Toda la vieja derecha y la «acción popular» católica se organizaron políticamente contra la República. El par de elementos disímiles formado por la vieja reacción aristocrática de castas privilegiadas y las clientelas de pobres tradicionalistas, temía mucho la emergencia de una revolución. Una nueva derecha se levantó también con la Falange Española, que buscaba un fascismo propio, que fuera español. Se preparaba una conspiración militar antirrepublicana. Toda la España que nunca aceptó el liberalismo consideraba cuestión de vida o muerte acabar con un régimen que resultaba sospechoso de abrir el camino a la subversión social. Así se desgastó un sistema político ambiguo -que tampoco tenía a su favor una tradición democrática del país-, al no poder satisfacer ni a unos ni a otros.

El triunfo electoral del Frente Popular en febrero de 1936 le dio, sin embargo, a la república un perfil de mayor participación popular, y una aplastante ventaja en las Cortes. Pero eran las vísperas de la guerra. La acumulación de viejos rencores y rencores nuevos multiplicó la actividad de ambos campos y caldeó los enfrentamientos sociales, políticos y regionales, en un país con una gran tradición de violencia política que fue renovada con entusiasmo. Las masas forzaban la amnistía y medidas sociales, en las calles, las huelgas y el campo, y la izquierda organizada veía más cercano un poder popular, o al menos avances concretos; un nuevo Presidente de la República, liberal, parecía ser el más indicado para satisfacer exigencias populares y garantizar que no cambiara el sistema; y la reacción se lanzó a una escalada de asesinatos, bombas y una gran conspiración militar. Trabajadores y activistas practicaban acciones directas y contragolpes. Finalmente, el recurso a la guerra se volvió inevitable.

El clásico pronunciamiento militar de fin de semana del 18 de julio no podía resolver la cuestión, porque lo que estaba a la orden del día era una revolución. El gran estallido de multitudes que rechazó el golpe en las jornadas sangrientas de julio fue el certificado de la fuerza del pueblo, que al revés de lo usual, fue capaz de combatir y procurarse organización. Su actitud fue decisiva incluso frente a indecisiones en las esferas oficiales, y de sus activistas y juventudes organizadas salieron gran parte de los cuadros militares de la República. Por su parte, el éxito obtenido por los sublevados iba más allá de las fuerzas militares que se le sumaron; su capacidad de captar bases sociales mostró también que a escala del país se ventilaba una oposición fundamental. La guerra no consistió entonces, desde su inicio, en el típico enfrentamiento político entre minorías, sino en una movilización de las mayorías.
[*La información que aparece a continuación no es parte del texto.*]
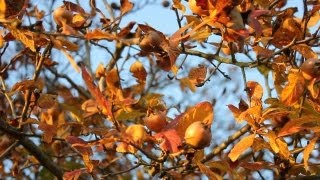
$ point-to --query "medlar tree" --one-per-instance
(62, 117)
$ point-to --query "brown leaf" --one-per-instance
(305, 51)
(98, 34)
(126, 6)
(73, 175)
(240, 147)
(49, 131)
(197, 75)
(299, 124)
(255, 92)
(209, 173)
(96, 93)
(307, 151)
(139, 72)
(74, 7)
(200, 112)
(47, 101)
(25, 36)
(79, 144)
(292, 92)
(170, 140)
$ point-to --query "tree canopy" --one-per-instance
(233, 92)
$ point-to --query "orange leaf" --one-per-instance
(126, 6)
(198, 75)
(49, 131)
(296, 125)
(170, 140)
(255, 92)
(307, 151)
(98, 34)
(305, 51)
(73, 175)
(47, 101)
(87, 162)
(208, 172)
(139, 72)
(200, 112)
(96, 93)
(240, 147)
(294, 89)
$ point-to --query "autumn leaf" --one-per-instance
(49, 131)
(292, 92)
(98, 34)
(305, 50)
(170, 140)
(46, 101)
(25, 36)
(200, 112)
(197, 75)
(73, 175)
(79, 144)
(298, 124)
(96, 93)
(240, 147)
(255, 92)
(178, 5)
(307, 151)
(139, 72)
(209, 173)
(126, 6)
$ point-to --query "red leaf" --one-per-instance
(96, 93)
(170, 140)
(49, 131)
(73, 175)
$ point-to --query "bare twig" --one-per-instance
(32, 148)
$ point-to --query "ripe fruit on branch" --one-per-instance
(150, 42)
(62, 16)
(310, 68)
(156, 122)
(198, 135)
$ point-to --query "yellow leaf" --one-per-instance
(210, 174)
(200, 112)
(185, 82)
(25, 36)
(241, 146)
(255, 92)
(305, 51)
(139, 72)
(2, 9)
(307, 151)
(178, 5)
(292, 92)
(272, 141)
(98, 34)
(87, 161)
(71, 60)
(136, 133)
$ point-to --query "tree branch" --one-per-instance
(32, 148)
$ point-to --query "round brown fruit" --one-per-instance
(198, 135)
(150, 41)
(310, 68)
(62, 16)
(155, 122)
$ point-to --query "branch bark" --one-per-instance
(32, 148)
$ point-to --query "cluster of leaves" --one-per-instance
(105, 130)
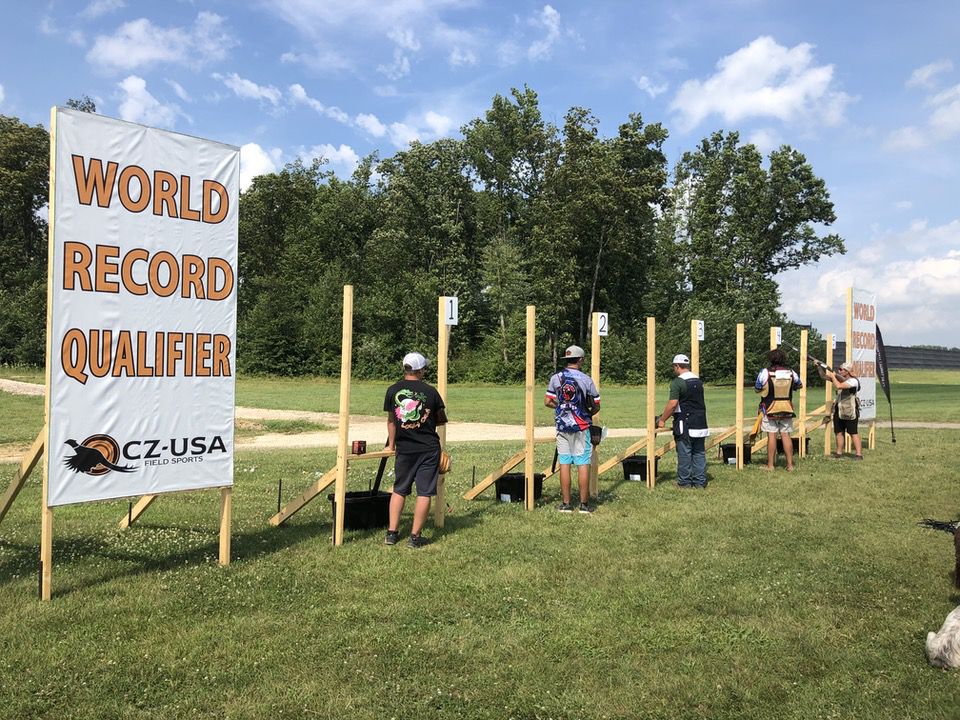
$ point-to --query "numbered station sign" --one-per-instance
(451, 311)
(603, 324)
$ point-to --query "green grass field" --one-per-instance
(769, 595)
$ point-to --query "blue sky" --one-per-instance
(868, 91)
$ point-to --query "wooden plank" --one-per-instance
(507, 466)
(804, 337)
(27, 464)
(443, 345)
(346, 369)
(594, 477)
(740, 374)
(226, 512)
(531, 377)
(375, 455)
(46, 514)
(651, 401)
(621, 456)
(298, 503)
(136, 511)
(828, 398)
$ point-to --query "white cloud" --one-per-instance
(299, 96)
(943, 124)
(138, 105)
(549, 21)
(404, 38)
(765, 139)
(254, 161)
(402, 134)
(925, 76)
(248, 89)
(371, 124)
(101, 7)
(649, 86)
(178, 89)
(459, 57)
(342, 158)
(400, 67)
(438, 125)
(763, 79)
(140, 43)
(915, 271)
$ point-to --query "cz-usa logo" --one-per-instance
(99, 454)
Desde el primer momento muchos lo entendieron así, y llamaron por su nombre al acontecimiento: la revolución española [5] . Otros se oponían a que hubiera una revolución, entre ellos el propio presidente de la República, Manuel Azaña. Se ha escrito y discutido mucho acerca de la heterogeneidad, las actitudes y las motivaciones de las fuerzas políticas que integraron el campo republicano; quisiera solamente destacar que fue el protagonismo popular quien le dio su mayor fuerza y alcance al campo de la República.
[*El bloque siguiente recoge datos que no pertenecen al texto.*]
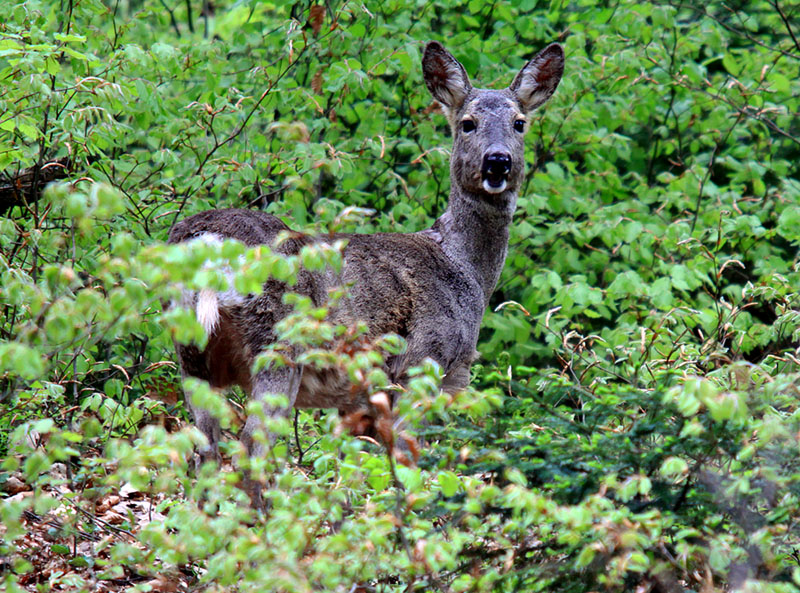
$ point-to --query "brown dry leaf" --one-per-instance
(358, 423)
(402, 458)
(316, 82)
(14, 485)
(163, 584)
(105, 504)
(113, 518)
(412, 444)
(381, 402)
(316, 15)
(384, 429)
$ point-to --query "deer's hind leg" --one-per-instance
(254, 435)
(193, 364)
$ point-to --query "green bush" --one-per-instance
(633, 423)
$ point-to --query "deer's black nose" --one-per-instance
(496, 165)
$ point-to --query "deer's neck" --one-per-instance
(473, 233)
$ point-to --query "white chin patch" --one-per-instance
(492, 189)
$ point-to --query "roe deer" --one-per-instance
(430, 287)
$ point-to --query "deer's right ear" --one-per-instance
(445, 77)
(538, 79)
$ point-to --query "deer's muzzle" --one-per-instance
(495, 170)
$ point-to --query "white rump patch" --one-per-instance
(210, 301)
(207, 310)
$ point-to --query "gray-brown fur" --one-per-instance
(431, 287)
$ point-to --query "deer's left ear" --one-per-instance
(538, 79)
(445, 77)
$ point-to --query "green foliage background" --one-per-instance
(635, 421)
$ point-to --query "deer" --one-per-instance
(430, 287)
El gigantesco choque desencadenado entre el gobierno legítimo y la exigencia de un nuevo poder que «salvara» a España comenzó a opacar la profunda disyuntiva social que estaba en su base. La violencia incontrolada y el gran baño de sangre de los primeros meses de la guerra fue el bautizo de una contienda terrible, pero hasta estudiosos conservadores están de acuerdo en distinguir entre la sed de venganza espontánea que motivó esos y otros desmanes cometidos por el campo popular, y la gran matanza organizada que ejecutaron los «nacionales» -nombre que se daban a sí mismos los sublevados-, pronto convertida en una represión sistemática en cada nueva área que caía bajo su control [6] . La fría carnicería de la contrarrevolución se extendió hasta mucho después del fin de la guerra.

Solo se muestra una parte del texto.